Chart 9.8.5: Unfunded Commonwealth Government superannuation liability projections

This chart shows the increase in the Commonwealth unfunded superannuation liability from 2013-14 and 2049-50, with most of the new growth occurring in the military schemes.

Source: Department of Finance.

Other issues warranting consideration include:

  • the level of support provided to Defence family members. For example, the Government announcement to increase health assistance comes at a cost to Defence of around $75 million per year; and
  • examination of whether the current civilian conditions of employment under the Public Service Act 1999 provide sufficient flexibility and focus on performance for Defence civilian personnel.

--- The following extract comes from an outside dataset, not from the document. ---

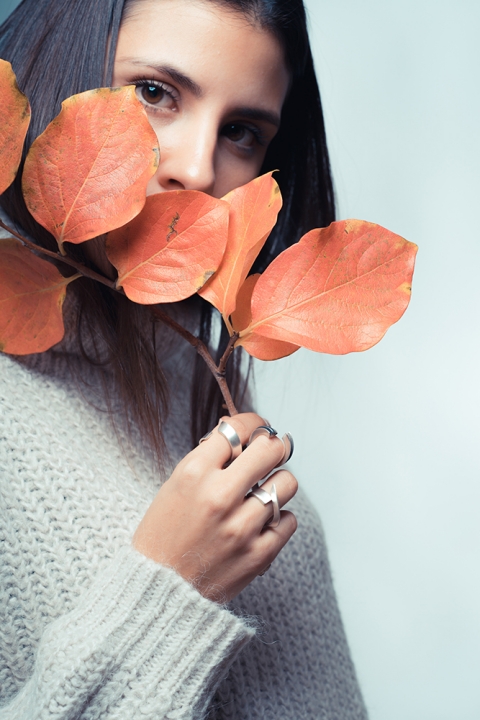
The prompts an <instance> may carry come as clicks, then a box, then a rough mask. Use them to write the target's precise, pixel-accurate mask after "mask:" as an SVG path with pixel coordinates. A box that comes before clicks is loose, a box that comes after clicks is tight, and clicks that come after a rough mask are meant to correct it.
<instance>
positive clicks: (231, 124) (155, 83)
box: [131, 76, 266, 146]
mask: <svg viewBox="0 0 480 720" xmlns="http://www.w3.org/2000/svg"><path fill="white" fill-rule="evenodd" d="M131 84H132V85H135V87H137V88H141V87H151V86H153V87H156V88H158V89H159V90H163V92H164V93H165V94H166V95H168V96H169V97H170V98H171V99H172V100H173V101H174V102H178V100H179V99H180V96H179V95H178V93H177V92H176V91H175V90H173V88H170V87H169V86H168V85H166V84H165V83H163V82H161V81H159V80H152V78H148V77H146V76H142V77H137V78H132V80H131ZM144 105H145V106H146V107H148V109H149V110H153V111H158V109H157V108H155V105H150V104H148V103H144ZM232 125H235V126H237V127H241V128H245V129H246V130H248V131H249V132H251V133H252V135H253V136H254V138H255V142H257V143H258V145H260V146H264V145H266V140H265V137H264V135H263V132H262V131H261V130H260V128H258V127H256V126H254V125H246V124H245V123H242V122H231V123H227V124H226V125H225V128H227V127H229V126H232Z"/></svg>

Defence holdings of land and buildings are valued at $16 billion. This land holding is dispersed across Australia, often reflecting priorities that had relevance historically. Defence has endeavoured to consolidate its estate so that it becomes more efficient to operate, better meets strategic priorities and the locations better support Defence’s goals in relation to recruitment and retention. However, this process has proved to be a protracted one. Closure of Defence bases can often trigger a need to invest in new facilities elsewhere and frequently carries significant remediation costs.

National Security

Counter-terrorism, intelligence, cyber security and related national security functions are invariably highly classified. Nevertheless, the increased cost of these functions should be assessed in terms of whether the government is deriving value for money from this spending.

The ONA already coordinates processes for setting national intelligence priorities and monitoring the performance of the Australian intelligence community. This process should be further developed to allow government to manage national security resources and priorities to best address national interests.